Add hmm_range_fault_unlockable(), a new HMM entry point that allows the
mmap read lock to be dropped during page faults. This follows the
int *locked pattern from get_user_pages_remote() in mm/gup.c: callers
pass an int *locked variable indicating they can handle the lock being
dropped.

When locked is non-NULL, hmm_vma_fault() adds FAULT_FLAG_ALLOW_RETRY
and FAULT_FLAG_KILLABLE to the fault flags passed to handle_mm_fault().
If the fault handler drops the mmap lock (returning VM_FAULT_RETRY or
VM_FAULT_COMPLETED), the function sets *locked = 0 and returns 0,
signalling the caller to restart its walk with a fresh notifier
sequence. Fatal signals are checked before returning, matching GUP
behavior. The caller is responsible for re-acquiring the lock and
restarting from the beginning, since previously collected PFNs may be
stale after the lock was dropped.

The existing hmm_range_fault() is refactored into a thin wrapper that
calls hmm_range_fault_unlockable(range, NULL). Passing NULL means
FAULT_FLAG_ALLOW_RETRY is never set, preserving existing behavior for
all current callers with no functional change.
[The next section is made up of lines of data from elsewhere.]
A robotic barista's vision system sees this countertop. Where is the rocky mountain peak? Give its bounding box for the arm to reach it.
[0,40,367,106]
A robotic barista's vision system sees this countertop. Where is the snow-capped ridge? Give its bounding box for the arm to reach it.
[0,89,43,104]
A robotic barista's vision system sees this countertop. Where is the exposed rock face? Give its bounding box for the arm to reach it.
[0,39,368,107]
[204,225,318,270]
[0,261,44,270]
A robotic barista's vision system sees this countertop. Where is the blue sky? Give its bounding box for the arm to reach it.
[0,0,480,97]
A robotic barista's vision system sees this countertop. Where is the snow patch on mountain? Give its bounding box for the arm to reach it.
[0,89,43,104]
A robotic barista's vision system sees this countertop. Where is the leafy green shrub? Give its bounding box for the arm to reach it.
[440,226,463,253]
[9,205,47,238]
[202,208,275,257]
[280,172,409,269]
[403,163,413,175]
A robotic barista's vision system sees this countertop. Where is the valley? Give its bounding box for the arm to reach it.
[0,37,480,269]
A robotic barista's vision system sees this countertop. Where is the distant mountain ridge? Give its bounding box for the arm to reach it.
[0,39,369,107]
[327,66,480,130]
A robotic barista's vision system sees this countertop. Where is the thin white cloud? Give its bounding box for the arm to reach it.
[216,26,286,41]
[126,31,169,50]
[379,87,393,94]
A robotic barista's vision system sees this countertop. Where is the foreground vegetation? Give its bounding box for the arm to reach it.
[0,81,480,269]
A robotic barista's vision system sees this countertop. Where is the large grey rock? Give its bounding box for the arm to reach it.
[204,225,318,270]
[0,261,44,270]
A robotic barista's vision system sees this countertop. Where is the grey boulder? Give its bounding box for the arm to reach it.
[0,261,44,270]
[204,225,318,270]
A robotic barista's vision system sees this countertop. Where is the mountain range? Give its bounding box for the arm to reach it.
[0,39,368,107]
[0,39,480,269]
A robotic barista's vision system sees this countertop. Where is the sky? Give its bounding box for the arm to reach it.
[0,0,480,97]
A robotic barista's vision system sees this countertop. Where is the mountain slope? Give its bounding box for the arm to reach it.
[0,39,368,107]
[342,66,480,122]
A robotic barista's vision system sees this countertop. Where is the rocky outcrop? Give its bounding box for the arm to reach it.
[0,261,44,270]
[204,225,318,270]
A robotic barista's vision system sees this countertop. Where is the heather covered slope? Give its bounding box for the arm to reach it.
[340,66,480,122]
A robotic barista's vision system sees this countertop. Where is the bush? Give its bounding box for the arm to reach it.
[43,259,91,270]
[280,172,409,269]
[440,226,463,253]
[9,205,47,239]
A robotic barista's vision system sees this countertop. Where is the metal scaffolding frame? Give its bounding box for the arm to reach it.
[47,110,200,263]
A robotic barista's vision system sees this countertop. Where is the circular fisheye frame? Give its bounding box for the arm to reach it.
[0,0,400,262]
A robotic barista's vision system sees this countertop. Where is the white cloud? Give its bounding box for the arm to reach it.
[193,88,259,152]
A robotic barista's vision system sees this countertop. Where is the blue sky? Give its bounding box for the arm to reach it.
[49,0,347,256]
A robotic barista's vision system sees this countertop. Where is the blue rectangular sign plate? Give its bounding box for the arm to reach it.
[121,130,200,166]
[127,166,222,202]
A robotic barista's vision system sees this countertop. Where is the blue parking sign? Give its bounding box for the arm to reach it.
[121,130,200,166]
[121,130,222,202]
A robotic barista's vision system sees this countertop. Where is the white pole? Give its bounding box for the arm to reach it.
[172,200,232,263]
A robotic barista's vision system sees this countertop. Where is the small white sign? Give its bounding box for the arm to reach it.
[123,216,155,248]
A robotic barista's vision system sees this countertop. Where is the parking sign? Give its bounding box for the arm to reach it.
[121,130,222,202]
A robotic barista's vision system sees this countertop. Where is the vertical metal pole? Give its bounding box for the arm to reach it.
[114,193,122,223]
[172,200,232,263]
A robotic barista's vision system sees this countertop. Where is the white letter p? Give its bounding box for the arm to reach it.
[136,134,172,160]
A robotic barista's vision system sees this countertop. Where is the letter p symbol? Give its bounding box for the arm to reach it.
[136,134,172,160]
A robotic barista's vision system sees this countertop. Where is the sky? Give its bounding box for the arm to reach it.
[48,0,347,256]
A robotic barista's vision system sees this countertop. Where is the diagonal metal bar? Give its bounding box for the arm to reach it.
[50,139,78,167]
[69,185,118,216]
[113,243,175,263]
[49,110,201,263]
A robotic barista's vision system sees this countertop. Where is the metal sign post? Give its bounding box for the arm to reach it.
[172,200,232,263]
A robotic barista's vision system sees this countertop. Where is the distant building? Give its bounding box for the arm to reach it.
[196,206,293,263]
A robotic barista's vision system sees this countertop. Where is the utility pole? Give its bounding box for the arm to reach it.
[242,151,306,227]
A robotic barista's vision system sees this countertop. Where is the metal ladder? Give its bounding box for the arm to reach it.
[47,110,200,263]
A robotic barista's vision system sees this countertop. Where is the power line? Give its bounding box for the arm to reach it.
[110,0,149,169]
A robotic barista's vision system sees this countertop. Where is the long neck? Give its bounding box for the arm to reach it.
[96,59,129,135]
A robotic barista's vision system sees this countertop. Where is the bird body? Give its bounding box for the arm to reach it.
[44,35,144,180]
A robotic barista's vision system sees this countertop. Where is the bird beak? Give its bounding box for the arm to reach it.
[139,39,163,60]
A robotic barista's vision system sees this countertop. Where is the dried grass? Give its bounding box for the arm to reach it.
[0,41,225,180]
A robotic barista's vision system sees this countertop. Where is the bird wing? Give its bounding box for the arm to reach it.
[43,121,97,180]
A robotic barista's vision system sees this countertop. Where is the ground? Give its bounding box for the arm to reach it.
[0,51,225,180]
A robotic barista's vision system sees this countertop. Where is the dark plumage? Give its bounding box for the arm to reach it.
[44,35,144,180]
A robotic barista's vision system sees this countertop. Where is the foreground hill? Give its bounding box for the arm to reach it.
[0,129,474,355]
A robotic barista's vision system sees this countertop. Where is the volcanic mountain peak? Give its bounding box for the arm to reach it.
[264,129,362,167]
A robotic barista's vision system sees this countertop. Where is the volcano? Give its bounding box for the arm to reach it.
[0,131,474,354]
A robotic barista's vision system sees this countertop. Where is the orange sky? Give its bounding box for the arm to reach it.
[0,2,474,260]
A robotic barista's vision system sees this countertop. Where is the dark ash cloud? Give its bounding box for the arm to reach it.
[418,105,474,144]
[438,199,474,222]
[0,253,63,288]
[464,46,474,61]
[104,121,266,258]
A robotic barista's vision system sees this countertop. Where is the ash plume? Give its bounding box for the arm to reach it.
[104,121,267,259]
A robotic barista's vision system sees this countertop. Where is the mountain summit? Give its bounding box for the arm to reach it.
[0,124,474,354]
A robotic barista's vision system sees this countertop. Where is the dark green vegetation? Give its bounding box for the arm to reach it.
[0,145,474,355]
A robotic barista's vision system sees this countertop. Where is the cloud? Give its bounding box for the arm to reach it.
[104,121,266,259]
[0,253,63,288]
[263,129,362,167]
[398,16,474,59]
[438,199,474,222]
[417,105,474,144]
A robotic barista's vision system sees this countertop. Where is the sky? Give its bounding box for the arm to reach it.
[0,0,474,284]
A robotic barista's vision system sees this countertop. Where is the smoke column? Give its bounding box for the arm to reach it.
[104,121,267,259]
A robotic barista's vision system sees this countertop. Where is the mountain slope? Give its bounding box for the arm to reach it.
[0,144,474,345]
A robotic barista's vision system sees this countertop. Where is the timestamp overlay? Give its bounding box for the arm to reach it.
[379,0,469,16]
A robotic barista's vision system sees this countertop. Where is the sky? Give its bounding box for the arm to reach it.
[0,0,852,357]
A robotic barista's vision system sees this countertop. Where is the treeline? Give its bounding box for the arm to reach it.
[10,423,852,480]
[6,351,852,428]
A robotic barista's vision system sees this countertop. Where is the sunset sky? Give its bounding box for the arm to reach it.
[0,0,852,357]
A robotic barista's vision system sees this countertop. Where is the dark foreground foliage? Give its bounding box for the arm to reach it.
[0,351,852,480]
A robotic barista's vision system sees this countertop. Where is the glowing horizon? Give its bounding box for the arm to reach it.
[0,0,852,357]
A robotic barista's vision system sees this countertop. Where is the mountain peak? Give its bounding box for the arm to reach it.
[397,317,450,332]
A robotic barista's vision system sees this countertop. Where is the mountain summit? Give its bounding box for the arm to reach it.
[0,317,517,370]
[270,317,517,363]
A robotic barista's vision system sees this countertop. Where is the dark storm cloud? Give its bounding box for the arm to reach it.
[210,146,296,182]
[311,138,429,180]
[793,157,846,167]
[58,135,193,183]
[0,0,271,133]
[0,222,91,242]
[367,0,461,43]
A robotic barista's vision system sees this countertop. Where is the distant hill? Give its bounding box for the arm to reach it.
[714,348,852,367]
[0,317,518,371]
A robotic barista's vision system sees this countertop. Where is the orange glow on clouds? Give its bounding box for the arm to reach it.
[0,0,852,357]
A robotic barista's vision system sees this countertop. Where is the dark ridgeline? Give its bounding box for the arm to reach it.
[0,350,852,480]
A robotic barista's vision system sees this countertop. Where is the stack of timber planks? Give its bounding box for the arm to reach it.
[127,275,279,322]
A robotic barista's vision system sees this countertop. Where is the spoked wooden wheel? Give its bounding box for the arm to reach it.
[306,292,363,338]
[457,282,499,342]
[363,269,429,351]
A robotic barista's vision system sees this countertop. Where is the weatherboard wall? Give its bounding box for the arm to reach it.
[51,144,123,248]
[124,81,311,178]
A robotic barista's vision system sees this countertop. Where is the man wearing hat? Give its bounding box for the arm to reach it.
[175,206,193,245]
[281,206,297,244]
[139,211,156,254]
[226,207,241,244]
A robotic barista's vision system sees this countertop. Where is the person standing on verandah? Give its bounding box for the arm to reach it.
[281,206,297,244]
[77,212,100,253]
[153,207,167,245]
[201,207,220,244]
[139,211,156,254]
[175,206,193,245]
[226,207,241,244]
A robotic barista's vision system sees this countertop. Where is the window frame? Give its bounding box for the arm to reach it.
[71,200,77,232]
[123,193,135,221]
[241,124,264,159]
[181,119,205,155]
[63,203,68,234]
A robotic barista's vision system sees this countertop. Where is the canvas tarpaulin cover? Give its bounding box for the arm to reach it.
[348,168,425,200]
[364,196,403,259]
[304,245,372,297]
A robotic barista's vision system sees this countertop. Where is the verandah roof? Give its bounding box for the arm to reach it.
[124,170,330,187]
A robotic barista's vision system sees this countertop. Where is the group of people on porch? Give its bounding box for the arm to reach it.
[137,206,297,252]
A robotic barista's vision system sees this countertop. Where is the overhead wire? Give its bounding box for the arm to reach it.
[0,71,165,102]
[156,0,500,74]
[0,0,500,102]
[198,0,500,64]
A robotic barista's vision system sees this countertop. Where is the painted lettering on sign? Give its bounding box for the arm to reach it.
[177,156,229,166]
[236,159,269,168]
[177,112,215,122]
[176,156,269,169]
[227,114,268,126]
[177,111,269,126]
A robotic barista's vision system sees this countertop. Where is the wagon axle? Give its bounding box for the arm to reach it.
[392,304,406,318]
Faulting hugetlb pages is not supported on the unlockable path: if a
hugetlb page requires faulting, -EFAULT is returned. This is because
walk_hugetlb_range() holds hugetlb_vma_lock_read across the callback
and unconditionally unlocks on return; if the mmap lock is dropped
inside the callback the VMA may be freed, making the walk framework's
unlock a use-after-free. Hugetlb pages already present in page tables
are handled normally.

Documentation/mm/hmm.rst is updated with a new section describing the
unlockable API, its usage pattern, and the hugetlb limitation.

Signed-off-by: Stanislav Kinsburskii <skinsburskii@xxxxxxxxxxxxxxxxxxx>
---
Documentation/mm/hmm.rst | 89 +++++++++++++++++++++++++++++++++++++++++++++
include/linux/hmm.h | 1 +
mm/hmm.c | 91 +++++++++++++++++++++++++++++++++++++++++-----
3 files changed, 172 insertions(+), 9 deletions(-)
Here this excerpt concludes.